Canteenwalla is the executive chef but Blau says “I always stick my two cents in, since our palates are quite different.” In addition to craving healthier fare, she admits to having a terrible sweet tooth, and Honey Salt’s desserts range from the indulgent Society Chocolate & Banana Cake with caramelized bananas, milk chocolate mousse, and dark chocolate ganache, to the comforting Brown Bag Baked Apple Pie and Apple Cider Donut Bundt Cake. Many of the desserts and starters are designed to be shareable.
Honey Salt now has an outpost in Vancouver, Canada, and the couple also operate Buddy V’s Ristorante at the Venetian in Las Vegas and Crown Block atop the Reunion Tower in Dallas.

The bar at Crown Block in Dallas.
In their joint restaurant projects, Blau and Canteenwalla divide responsibilities to match their talents.
“I get very involved with the design and with the marketing,” she said. “We do collaborate on the food, but the rest of the operations I definitely leave to him.”
While hotels are still a big draw for chef-driven restaurants, the Las Vegas culinary scene continues to change with the times. Global influences are bringing in different cuisines.

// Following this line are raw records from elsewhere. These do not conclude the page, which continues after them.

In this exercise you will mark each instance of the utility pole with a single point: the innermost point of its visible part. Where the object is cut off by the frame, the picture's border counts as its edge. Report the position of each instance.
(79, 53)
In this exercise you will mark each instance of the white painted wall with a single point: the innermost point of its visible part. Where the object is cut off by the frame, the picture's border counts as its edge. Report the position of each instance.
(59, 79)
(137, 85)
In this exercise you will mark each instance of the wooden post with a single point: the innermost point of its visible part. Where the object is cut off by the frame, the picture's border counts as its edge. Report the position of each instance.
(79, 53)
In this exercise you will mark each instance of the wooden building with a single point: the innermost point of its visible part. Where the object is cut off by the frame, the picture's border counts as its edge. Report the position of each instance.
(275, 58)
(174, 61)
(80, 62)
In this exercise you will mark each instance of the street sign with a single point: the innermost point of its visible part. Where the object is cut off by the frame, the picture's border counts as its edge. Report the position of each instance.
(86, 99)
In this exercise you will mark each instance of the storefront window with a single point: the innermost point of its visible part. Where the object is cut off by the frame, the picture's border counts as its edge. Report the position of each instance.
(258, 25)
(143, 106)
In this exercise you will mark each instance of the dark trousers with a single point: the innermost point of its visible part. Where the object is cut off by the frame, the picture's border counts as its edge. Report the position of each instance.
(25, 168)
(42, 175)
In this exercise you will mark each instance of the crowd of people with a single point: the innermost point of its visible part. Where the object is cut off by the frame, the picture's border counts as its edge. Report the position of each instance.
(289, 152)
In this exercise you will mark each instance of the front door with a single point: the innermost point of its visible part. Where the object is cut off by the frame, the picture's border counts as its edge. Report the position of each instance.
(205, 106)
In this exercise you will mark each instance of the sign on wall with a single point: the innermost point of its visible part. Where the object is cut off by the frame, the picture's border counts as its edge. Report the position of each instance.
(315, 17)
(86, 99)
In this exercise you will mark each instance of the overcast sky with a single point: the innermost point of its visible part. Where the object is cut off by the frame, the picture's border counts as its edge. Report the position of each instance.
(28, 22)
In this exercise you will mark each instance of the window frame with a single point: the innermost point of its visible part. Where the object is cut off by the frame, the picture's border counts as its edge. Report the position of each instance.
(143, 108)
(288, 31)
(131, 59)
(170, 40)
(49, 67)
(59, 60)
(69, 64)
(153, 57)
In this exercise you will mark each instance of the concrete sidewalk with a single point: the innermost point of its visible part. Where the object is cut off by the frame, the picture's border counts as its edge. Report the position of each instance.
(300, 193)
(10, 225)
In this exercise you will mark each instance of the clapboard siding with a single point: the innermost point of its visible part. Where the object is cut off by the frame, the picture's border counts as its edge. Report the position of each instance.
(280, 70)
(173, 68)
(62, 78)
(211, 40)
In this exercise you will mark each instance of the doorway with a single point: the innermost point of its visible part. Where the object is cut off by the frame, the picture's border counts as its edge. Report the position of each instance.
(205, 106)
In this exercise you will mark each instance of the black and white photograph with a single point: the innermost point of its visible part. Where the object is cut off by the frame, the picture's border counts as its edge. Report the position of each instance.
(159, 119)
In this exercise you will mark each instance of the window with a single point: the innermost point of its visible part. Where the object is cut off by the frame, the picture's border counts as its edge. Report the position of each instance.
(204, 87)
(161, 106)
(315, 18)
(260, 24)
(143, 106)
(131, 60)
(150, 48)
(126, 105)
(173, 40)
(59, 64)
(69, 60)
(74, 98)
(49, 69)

“It used to be steakhouse upon steakhouse, but we have José Andrés bringing in Spanish food and wood-fired paella, and Kwame Onwuachi with an Afro-Caribbean restaurant, Sarah Thompson [a 2026 James Beard Award winner] doing coastal Mexican, and others serving Mediterranean cuisine and the foods of the Levant,” said Blau. “And we have our first Indian fine-dining restaurant on the Strip called Gymkhana.”
Whatever is next, it’s clear that Elizabeth Blau’s passion for restaurants, hospitality, Las Vegas, and women’s role in all three will remain unwavering.